Contributed by Gigimo
Description: Sickness in Cape Girardeau.Date: November 11 1849
Newspaper published in: St. Louis, Mo.
The Cape Girardeau Standard, of Wednesday last, contains the following notice of the victims of the recent eruption of the cholera in that place:
"The disease has been unaccountably fatal. Out of eight cases attacked on Wednesday last, not one recovered, but all died in less than twenty-four hours. The victims were Virginia E., and Sophia, daughters of Mrs. Dorothy BLOCK; Louisa, daughter of Mrs. MCCABE; David F. AGNEW, a Tailor in the employ of Clarke & Greer; Franklin SLOAN, son of Maj. Hiram SLOAN, Elizabeth L. GANTT, a lady from Alabama, on a visit to her relations here; a lad just from Tennessee died at the house of Mr. S. GLASCOCK, and the mother of the lad died just above town. This family were emigrants, on their way to the back country.
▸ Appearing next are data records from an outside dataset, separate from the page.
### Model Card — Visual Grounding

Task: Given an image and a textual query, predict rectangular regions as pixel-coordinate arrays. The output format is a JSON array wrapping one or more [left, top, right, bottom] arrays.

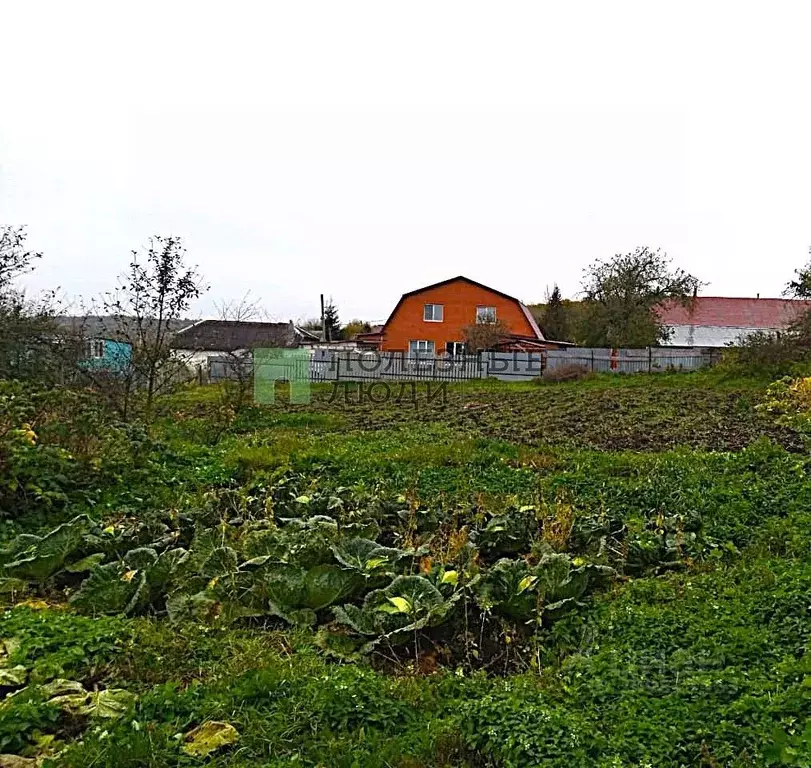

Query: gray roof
[[54, 315, 194, 341], [172, 320, 317, 352]]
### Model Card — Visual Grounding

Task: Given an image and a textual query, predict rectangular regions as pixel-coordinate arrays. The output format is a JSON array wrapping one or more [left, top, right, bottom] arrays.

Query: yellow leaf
[[389, 597, 411, 613], [183, 720, 239, 757]]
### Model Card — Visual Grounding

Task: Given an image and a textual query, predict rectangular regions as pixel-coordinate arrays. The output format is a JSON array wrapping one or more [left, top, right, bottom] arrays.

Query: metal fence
[[207, 347, 721, 382]]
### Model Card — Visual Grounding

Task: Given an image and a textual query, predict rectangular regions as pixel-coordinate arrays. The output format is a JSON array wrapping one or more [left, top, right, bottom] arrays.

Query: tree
[[541, 283, 569, 341], [103, 235, 208, 418], [341, 319, 372, 339], [580, 247, 701, 347], [462, 320, 510, 355], [783, 248, 811, 299], [0, 227, 70, 384], [324, 296, 341, 341]]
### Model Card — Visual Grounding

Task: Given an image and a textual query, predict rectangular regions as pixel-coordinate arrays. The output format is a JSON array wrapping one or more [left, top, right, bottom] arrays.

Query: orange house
[[372, 276, 557, 355]]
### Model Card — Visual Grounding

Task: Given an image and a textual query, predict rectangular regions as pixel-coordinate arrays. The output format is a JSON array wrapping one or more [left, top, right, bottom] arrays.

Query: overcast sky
[[0, 0, 811, 321]]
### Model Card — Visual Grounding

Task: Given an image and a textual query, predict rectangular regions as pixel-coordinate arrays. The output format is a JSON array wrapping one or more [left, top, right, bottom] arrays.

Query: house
[[657, 296, 811, 347], [171, 320, 318, 367], [372, 275, 560, 356], [55, 315, 132, 371], [55, 315, 195, 372]]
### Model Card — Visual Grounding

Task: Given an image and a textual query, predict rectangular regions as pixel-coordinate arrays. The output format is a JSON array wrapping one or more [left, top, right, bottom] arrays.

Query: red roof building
[[659, 296, 811, 347], [372, 276, 563, 355]]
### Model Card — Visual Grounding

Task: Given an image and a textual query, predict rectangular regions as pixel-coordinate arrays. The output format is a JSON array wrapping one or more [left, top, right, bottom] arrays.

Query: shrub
[[541, 363, 591, 382]]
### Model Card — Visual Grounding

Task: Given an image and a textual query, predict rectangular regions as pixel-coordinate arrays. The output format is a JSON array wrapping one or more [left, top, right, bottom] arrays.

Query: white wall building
[[659, 296, 811, 347]]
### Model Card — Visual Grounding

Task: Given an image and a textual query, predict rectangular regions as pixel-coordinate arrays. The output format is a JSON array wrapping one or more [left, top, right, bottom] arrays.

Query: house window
[[408, 339, 436, 357], [445, 341, 467, 357], [476, 307, 496, 323], [84, 339, 104, 359]]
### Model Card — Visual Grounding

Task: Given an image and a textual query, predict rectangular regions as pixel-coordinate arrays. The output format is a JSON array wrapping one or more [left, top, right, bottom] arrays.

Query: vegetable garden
[[0, 371, 811, 768]]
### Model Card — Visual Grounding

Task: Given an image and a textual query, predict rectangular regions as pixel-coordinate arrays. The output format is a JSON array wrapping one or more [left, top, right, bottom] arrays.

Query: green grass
[[0, 371, 811, 768]]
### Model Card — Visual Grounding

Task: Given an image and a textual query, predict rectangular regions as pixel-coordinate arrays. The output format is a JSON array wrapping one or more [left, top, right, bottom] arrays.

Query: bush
[[541, 363, 591, 382]]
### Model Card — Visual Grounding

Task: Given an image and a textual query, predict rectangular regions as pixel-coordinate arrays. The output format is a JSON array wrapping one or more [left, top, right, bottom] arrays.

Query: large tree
[[783, 248, 811, 299], [103, 235, 207, 417], [541, 283, 570, 341], [0, 227, 70, 383], [579, 247, 701, 347]]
On Thursday morning Mrs. BLOCK, the mother of the two children first named, was seized with the disease, and died in about twelve hours. Lafayette RANKIN, a mechanic working for Mr. LANSMAN, was ill and complaining of sickness on Wednesday, and quit work; and on Thursday was worse, and died on Friday night. No more cases occurred in the city. Mr. Thos. JUPEN, living three miles from town, was attacked on Friday, but is now recovering.
On Saturday and Sunday no new cases occurred; and the belief was that the disease had abated. On Monday morning Mrs. RANKIN, wife of E. A. RANKIN, was attacked, and died yesterday morning.
These are all the cases that have occurred up to yesterday noon."